Old post link: https://www.unix.com/shell-programmin...haracters.html

Thanks in advance

Smilie

ken002

10-31-2012

Registered User

23,310, 4,623

Join Date: Aug 2005

Last Activity: 7 July 2020, 11:47 AM EDT

Location: Saskatchewan

Posts: 23,310

Thanks Given: 1,331

Thanked 4,623 Times in 4,217 Posts

This is the kind of situation we'd need to see an attachment. The ^M's are probably carriage returns, the ^E's are probably escapes, but if this junk is color escape sequences and such like I suspect it is, there's bound to be more.

Corona688

View Public Profile for Corona688

Visit Corona688's homepage!

Find all posts by Corona688

10-31-2012

Registered User

3,231, 978

Join Date: Dec 2009

Last Activity: 11 June 2014, 8:40 PM EDT

Posts: 3,231

Thanks Given: 179

Thanked 978 Times in 791 Posts

Assuming that ^MM-^E^MM-^E is using the usual scheme to represent non-printable characters:

For the first block of control characters and the del character:
A byte value of B in the range 00 to 1F and 7F (in decimal, 0 to 31 and 127) is represented by ^X where B = (X+64)%128. Except for 7F, this is equivalent to B = X-64

Analogously, for the second block of control characters and the highest valued byte:
A byte value of B in the range 80 to 9F and FF (in decimal,128 to 159 and 255) is represented by M-^X where B = (X+64)%256. Except for FF, this is equivalent to B = X+64

This leaves two ranges. 20 to 7E (in decimal 32 to 126) are the printable characters (including alphanumerics and punctuation). A byte value in this range represents itself. Its high order counterpart is A0 to FE (in decimal, 160 to 254). A byte value, B, in this range, B, is represented by M-X, where B = X+128.

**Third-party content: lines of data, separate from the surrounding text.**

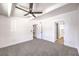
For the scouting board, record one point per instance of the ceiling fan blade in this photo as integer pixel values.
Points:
(21, 8)
(37, 12)
(26, 14)
(30, 7)
(33, 15)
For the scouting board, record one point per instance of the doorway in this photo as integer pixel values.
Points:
(59, 32)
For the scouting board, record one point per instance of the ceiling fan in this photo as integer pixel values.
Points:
(30, 10)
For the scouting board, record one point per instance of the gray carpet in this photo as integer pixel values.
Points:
(38, 48)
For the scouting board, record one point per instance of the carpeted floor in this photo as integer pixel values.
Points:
(38, 47)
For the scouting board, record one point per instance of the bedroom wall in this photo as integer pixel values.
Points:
(14, 30)
(71, 31)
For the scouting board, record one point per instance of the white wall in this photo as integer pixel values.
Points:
(71, 31)
(14, 30)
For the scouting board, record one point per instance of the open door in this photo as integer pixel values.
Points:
(60, 32)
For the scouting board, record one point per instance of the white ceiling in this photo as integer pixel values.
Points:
(48, 9)
(36, 7)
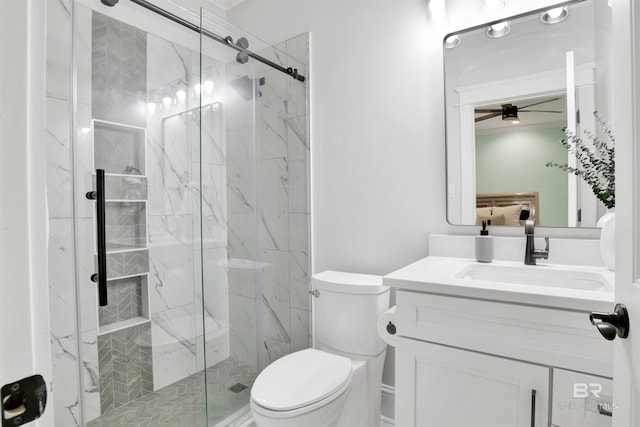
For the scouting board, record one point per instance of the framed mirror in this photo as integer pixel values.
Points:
(511, 87)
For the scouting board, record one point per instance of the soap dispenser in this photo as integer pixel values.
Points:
(484, 245)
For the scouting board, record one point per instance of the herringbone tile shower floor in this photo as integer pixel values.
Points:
(182, 404)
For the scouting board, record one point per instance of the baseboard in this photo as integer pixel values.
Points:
(388, 412)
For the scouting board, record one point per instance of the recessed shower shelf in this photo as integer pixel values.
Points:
(123, 324)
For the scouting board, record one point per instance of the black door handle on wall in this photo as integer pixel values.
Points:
(533, 408)
(612, 324)
(101, 277)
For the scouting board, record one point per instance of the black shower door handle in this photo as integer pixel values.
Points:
(101, 277)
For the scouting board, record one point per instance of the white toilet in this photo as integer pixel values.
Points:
(337, 383)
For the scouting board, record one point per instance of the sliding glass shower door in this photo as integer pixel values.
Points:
(150, 218)
(187, 259)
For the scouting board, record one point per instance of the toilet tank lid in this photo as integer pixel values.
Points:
(300, 379)
(349, 283)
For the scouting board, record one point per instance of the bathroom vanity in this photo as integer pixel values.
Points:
(501, 344)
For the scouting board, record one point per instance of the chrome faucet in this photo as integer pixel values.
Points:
(531, 254)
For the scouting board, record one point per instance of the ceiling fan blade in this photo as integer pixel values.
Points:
(488, 116)
(538, 103)
(488, 110)
(538, 111)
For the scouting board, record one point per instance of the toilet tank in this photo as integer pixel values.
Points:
(346, 310)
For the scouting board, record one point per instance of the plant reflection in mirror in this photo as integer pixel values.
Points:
(596, 161)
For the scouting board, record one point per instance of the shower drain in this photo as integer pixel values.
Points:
(237, 388)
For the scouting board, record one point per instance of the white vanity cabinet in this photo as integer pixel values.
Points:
(440, 386)
(482, 363)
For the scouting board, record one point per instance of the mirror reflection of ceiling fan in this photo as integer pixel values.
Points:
(510, 111)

To recap, there are three types of encoding: ^X, M-^X, M-X. The two beginning with M have the high bit set. The two which include a ^ are the two blocks of control characters.

Under this scheme, ^MM-^E^MM-^E represents 4 characters; a two character sequence repeated twice. The first control character does not have the high bit set while the second one does. ^M is the one that does not. M is decimal 77 in ascii. ^M is then decimal 13 (hex 0D). This is a carriage return.

I'll leave the other byte, M-^E as an exercise for you.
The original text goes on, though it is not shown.